The mood has definitely dropped, even more so when SP nearly get a third, “fluffed that” says Tom when the player missed, forcing one BT fan to ask those around him, with a bit of a high pitched shriek, “what is going on this evening?” and for the first time the small band of traveling fans, make themselves heard.

“Fucking hell” shouts someone, “liven the fuck up” says someone else, from the near stunned pack behind us, SP taking full advantage of the extra man, score again. Now when the home fans chant or sing, its almost sounds like a plea, to just get over the finish line, “come on Billericay”, “come on blues”. BT have gone from absolute cruise control, to panic stations. Tensions soon boil over on the pitch, and there is a little bit of argie bargie, that quickly blows over.

SP’s keeper, who has been getting it the neck since the first minute, is now getting grief for something as simple as cleaning his boots, “stop kicking them, they were new 30 years ago”, barks one fan, when he bangs his studs on the goalpost. Now I’m no psychologist, but I believe this is called ‘projecting’, transferring one's own anxieties on to others, to relieve internal pressure.

Ten minutes to go, and SP fashion another chance, there is a feeling of inevitability from those around us, that the BT ship is going down, in the most spectacular fashion, they are second to every ball, and are frankly all over the place. “You can walk slower than that” suggests a fan to a departing BT player being replaced, one person can’t take the strain and needs medical assistance, “get the heart defibrillator, form an orderly queue”.

“Looked like a penalty to me” says Howard Webb in a cupboard or Tom to you and I, when an SP player is felled in the BT box. The away side continue to get closer and closer to an equaliser, it's BT’s turn to be camped out in their half. Every SP shot, pass or tackle is followed by a chorus of jittery “ohhhs” and “ahhhs”.

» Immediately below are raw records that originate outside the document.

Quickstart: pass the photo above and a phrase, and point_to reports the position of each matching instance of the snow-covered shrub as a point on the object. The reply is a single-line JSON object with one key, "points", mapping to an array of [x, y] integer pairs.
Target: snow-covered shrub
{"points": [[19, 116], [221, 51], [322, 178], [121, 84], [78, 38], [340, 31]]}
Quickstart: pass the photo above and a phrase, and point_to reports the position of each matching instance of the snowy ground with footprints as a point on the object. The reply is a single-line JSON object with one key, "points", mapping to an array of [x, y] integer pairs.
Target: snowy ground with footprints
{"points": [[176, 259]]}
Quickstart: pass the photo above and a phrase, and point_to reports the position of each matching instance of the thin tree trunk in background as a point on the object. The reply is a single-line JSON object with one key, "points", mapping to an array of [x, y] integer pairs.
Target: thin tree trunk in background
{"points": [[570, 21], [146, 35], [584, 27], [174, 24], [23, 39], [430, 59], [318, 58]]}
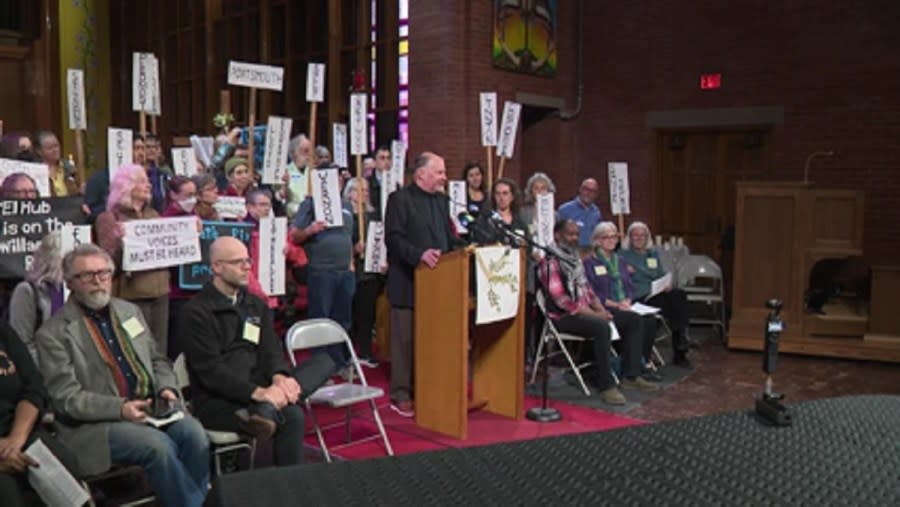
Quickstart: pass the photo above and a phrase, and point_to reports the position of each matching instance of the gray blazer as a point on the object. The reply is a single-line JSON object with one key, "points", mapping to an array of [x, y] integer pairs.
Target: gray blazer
{"points": [[82, 389]]}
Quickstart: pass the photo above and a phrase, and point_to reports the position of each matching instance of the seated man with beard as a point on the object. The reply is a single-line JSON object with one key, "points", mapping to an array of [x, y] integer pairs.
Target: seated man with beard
{"points": [[102, 369]]}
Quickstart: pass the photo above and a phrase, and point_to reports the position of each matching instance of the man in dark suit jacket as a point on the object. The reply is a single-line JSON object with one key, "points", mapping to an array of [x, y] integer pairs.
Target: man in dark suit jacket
{"points": [[417, 230]]}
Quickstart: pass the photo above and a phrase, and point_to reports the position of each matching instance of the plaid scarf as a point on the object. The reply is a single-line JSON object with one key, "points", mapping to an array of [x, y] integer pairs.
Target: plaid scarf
{"points": [[141, 389]]}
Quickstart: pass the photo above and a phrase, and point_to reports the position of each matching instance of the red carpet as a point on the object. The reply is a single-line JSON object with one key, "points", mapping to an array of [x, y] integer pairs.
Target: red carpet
{"points": [[484, 427]]}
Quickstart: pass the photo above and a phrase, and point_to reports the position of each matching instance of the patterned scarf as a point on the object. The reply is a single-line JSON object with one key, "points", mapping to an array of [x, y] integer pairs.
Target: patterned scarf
{"points": [[142, 383]]}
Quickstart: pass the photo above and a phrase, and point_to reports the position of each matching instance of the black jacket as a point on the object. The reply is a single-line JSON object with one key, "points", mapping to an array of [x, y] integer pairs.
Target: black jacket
{"points": [[409, 231], [221, 362]]}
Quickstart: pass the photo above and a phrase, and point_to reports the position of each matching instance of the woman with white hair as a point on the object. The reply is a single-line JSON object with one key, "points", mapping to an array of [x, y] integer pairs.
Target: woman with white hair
{"points": [[37, 297], [608, 275], [130, 198], [644, 267]]}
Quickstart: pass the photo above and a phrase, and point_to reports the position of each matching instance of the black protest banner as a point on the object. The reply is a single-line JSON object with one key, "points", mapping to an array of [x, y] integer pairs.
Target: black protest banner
{"points": [[193, 276], [25, 223]]}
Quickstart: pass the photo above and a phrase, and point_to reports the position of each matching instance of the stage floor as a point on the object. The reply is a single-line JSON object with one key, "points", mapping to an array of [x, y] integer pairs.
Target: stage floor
{"points": [[840, 451]]}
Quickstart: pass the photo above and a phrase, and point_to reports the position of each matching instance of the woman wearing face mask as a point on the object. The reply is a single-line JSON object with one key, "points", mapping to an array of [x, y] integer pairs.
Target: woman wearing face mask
{"points": [[207, 195], [182, 198]]}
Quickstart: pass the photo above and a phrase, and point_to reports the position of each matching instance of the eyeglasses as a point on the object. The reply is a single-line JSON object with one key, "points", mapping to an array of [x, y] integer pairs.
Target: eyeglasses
{"points": [[246, 261], [102, 275]]}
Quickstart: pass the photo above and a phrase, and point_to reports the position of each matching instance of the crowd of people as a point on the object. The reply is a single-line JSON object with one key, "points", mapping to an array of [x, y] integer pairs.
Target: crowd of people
{"points": [[101, 360]]}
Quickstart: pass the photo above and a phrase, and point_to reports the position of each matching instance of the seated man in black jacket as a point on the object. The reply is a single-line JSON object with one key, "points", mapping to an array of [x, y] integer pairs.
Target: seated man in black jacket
{"points": [[239, 378]]}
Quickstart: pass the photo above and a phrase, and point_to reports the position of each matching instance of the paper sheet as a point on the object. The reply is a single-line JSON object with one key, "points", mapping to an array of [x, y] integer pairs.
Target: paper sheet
{"points": [[660, 284], [53, 483]]}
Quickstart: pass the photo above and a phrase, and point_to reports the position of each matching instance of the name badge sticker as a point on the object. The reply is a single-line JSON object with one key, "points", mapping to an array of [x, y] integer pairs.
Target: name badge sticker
{"points": [[133, 327], [251, 333]]}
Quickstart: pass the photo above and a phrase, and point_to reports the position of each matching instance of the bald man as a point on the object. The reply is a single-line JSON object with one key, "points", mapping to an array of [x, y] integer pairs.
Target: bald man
{"points": [[417, 231], [584, 212], [239, 378]]}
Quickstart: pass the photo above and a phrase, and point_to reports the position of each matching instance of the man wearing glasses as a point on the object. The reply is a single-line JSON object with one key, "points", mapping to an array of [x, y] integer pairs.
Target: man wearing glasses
{"points": [[240, 380], [103, 369]]}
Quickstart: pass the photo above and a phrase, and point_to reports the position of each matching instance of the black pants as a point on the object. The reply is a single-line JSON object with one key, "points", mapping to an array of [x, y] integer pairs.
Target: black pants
{"points": [[597, 330], [634, 343], [367, 291], [673, 306]]}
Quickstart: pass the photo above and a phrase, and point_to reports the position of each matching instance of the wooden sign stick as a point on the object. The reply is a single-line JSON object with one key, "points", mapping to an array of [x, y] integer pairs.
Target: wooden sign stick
{"points": [[490, 159], [360, 206], [79, 154], [252, 115]]}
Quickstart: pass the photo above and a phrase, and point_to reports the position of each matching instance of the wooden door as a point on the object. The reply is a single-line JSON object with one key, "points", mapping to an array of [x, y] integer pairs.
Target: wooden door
{"points": [[695, 191]]}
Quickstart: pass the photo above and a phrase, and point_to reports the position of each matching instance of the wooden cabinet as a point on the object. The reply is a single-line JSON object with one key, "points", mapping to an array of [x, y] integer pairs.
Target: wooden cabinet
{"points": [[782, 229]]}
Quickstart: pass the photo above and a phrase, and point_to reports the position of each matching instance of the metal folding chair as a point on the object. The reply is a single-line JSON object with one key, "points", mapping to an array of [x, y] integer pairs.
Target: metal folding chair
{"points": [[313, 333], [223, 442]]}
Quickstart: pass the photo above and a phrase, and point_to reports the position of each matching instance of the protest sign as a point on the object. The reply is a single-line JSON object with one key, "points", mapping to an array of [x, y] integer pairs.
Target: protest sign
{"points": [[25, 223], [327, 197], [488, 107], [376, 251], [509, 127], [315, 82], [278, 136], [618, 188], [253, 75], [231, 206], [40, 173], [75, 93], [339, 144], [544, 218], [193, 276], [160, 243], [184, 162], [359, 144], [272, 239], [457, 193], [119, 149]]}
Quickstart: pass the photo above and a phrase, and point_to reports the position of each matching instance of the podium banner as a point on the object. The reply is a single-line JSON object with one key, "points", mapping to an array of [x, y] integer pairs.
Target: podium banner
{"points": [[497, 283]]}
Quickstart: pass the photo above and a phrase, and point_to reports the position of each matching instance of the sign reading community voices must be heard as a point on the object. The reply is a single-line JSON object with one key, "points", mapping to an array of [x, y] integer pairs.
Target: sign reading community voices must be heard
{"points": [[160, 243]]}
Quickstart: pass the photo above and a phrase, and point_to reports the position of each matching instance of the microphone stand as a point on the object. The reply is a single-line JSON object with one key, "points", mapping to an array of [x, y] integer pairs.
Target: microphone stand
{"points": [[543, 413]]}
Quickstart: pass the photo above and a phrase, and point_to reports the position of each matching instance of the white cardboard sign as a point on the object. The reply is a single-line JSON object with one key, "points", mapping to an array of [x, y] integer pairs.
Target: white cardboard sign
{"points": [[160, 243], [75, 92], [488, 107], [359, 136], [119, 149], [231, 207], [376, 251], [40, 173], [315, 82], [184, 162], [457, 192], [254, 75], [272, 238], [327, 197], [544, 218], [509, 127], [278, 136], [339, 144], [619, 198]]}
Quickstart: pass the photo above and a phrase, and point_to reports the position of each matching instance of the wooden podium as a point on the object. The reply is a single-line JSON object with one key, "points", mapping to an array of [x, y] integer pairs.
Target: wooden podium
{"points": [[444, 327], [782, 230]]}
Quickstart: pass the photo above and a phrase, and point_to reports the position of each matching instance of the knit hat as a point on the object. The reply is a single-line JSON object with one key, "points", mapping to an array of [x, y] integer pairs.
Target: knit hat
{"points": [[233, 162]]}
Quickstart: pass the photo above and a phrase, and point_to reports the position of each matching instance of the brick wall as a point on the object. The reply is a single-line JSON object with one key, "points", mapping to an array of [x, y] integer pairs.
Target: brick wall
{"points": [[833, 66]]}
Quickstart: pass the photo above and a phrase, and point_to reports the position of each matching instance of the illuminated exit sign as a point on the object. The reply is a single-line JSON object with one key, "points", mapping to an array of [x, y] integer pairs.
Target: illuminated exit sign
{"points": [[710, 81]]}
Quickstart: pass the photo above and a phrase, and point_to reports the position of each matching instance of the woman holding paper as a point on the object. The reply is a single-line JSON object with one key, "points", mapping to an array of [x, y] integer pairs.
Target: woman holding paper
{"points": [[22, 399], [644, 267], [130, 198], [608, 275]]}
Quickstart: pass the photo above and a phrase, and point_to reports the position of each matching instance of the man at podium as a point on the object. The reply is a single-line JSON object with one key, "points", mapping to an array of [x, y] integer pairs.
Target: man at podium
{"points": [[417, 230]]}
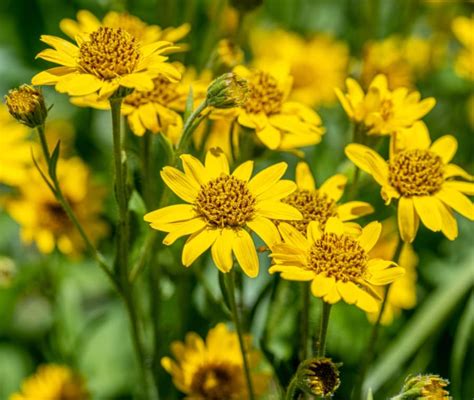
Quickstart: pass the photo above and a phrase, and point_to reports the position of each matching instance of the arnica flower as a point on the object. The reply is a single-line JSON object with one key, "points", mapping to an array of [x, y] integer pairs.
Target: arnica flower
{"points": [[213, 369], [424, 387], [41, 217], [419, 174], [140, 30], [317, 65], [104, 61], [15, 157], [278, 123], [52, 382], [402, 294], [321, 204], [26, 105], [463, 28], [338, 264], [159, 109], [381, 110], [222, 206]]}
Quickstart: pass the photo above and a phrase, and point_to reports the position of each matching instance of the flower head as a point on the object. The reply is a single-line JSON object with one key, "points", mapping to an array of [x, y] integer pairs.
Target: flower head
{"points": [[41, 217], [420, 176], [26, 105], [212, 369], [227, 91], [424, 387], [144, 33], [317, 65], [278, 123], [222, 207], [52, 382], [381, 110], [318, 377], [104, 61], [321, 204], [337, 263]]}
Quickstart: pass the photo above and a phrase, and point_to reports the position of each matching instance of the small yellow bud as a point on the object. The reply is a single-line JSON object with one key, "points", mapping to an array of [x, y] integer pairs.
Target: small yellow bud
{"points": [[424, 387], [26, 105], [318, 376], [227, 91]]}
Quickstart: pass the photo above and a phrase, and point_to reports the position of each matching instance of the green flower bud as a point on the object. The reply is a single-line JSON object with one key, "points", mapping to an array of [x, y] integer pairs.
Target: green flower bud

I can think of slightly more pleasant ways to describe going home, than “let's make like baby and head out”, but this is exactly what one leaving BT fan says to his small group, who perhaps are unable to bare anymore of the match, which has descended into a error ridden, last days of Rome, headless chicken, please don't let us fuck this up-athon.

“Bring me sunshine” plays over the tannoy on the full whistle, beautiful glossing over the previous ninety minutes of madness. There is an almighty cheer from the fans behind the goal, which undoubtedly is tinged with a huge dose of relief. The players applaud the fans, and the fans reciprocate, as they leave the pitch, each side of the fenced off corridor, is lined with people who continue to clap and praise them.

On our way out of what is now a very, very windy New Lodge, I get a glimpse first of the board room, like Oliver peering through the window into Scarface's opulent living room, with carved glass inlay doors, and then the new toilets, which are decorated with some black sparkling materiel, straight out of Liberace's house.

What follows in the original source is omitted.